Réformes des retraites : « De nouvelles difficultés annoncées en fin de carrière »
Carnet de bureau. Le management risque d’être compliqué pour les entreprises qui s’efforceront de maintenir les seniors en emploi jusqu’à l’âge du départ à la retraite, si le passage à 64 ans devait être appliqué. Le comité de mobilisation de l’Insee contre la réforme des retraites vient de publier son quatrième numéro d’« Analyse retraites » pour tenter d’éclairer le débat sur la pénibilité au travail.
Présenté jeudi 16 mars à Montrouge (Hauts-de-Seine) par une dizaine d’agents de la direction générale de l’Insee, ce recueil officieux est le produit d’un collectif de cinquante statisticiens, chargés d’études et mathématiciens de la fonction publique.

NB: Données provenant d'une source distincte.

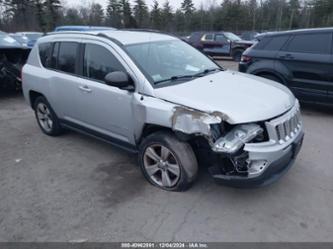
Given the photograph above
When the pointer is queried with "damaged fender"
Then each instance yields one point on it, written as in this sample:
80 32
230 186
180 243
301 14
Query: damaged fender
195 122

Leurs conclusions annoncent une aggravation des difficultés en fin de carrière.
Avant la réforme, la durée moyenne en emploi après 50 ans n’est que de 9,2 ans (et non pas 14), et, en 2019, 37 % de salariés ne se sentaient déjà pas capables de tenir dans leur travail jusqu’à la retraite, comme le révélait la direction de l’animation, de la recherche, des études et des statistiques (Dares) du ministère du travail le 9 mars. « Au moment du départ en retraite, indique l’étude, quasiment une personne sur quatre présente une incapacité : 8 % sont fortement limitées depuis au moins six mois dans leurs activités quotidiennes à cause d’un problème de santé et 15 % moins fortement. »
L’espérance de vie sans incapacité
L’incapacité s’accentue en fonction des catégories socioprofessionnelles. « Ces incapacités sont nettement plus fréquentes chez les ouvriers (34 %) que chez les cadres (14 %). » La durée moyenne en emploi après 50 ans est d’ailleurs de quatre ans plus courte pour les ouvriers (7,5 ans) que pour les cadres et les professions intellectuelles supérieures (11,5 ans).
Un décalage que les statisticiens retrouvent dans la mesure de l’espérance de vie sans incapacité. Toutes catégories confondues, en 2020, l’espérance de vie sans incapacité était de 63,9 ans pour les hommes et de 65,3 ans pour les femmes. Mais « un ouvrier de 30 ans peut espérer vivre sans incapacité jusqu’à 62,4 ans en moyenne pour un homme, et 64,7 ans pour une femme, soit onze ans de moins qu’un ou une cadre du même sexe ». A 62 ans, 14 % des ouvriers sont déjà décédés, contre 6 % des cadres.
Or la réforme de 2010, qui avait reporté l’âge de départ de 60 à 62 ans, s’était accompagnée d’une hausse du nombre d’arrêts maladie après 60 ans : « Ces arrêts maladie qui se substituent à la retraite représentent un surcoût annuel de 68 millions d’euros pour l’Assurance-maladie. Ils peuvent aussi déstabiliser les collectifs de travail et amener à un report du travail sur les autres salariés. Un constat qui ne pourrait que s’aggraver avec un nouveau report de deux ans de l’âge de départ en retraite », alerte l’étude.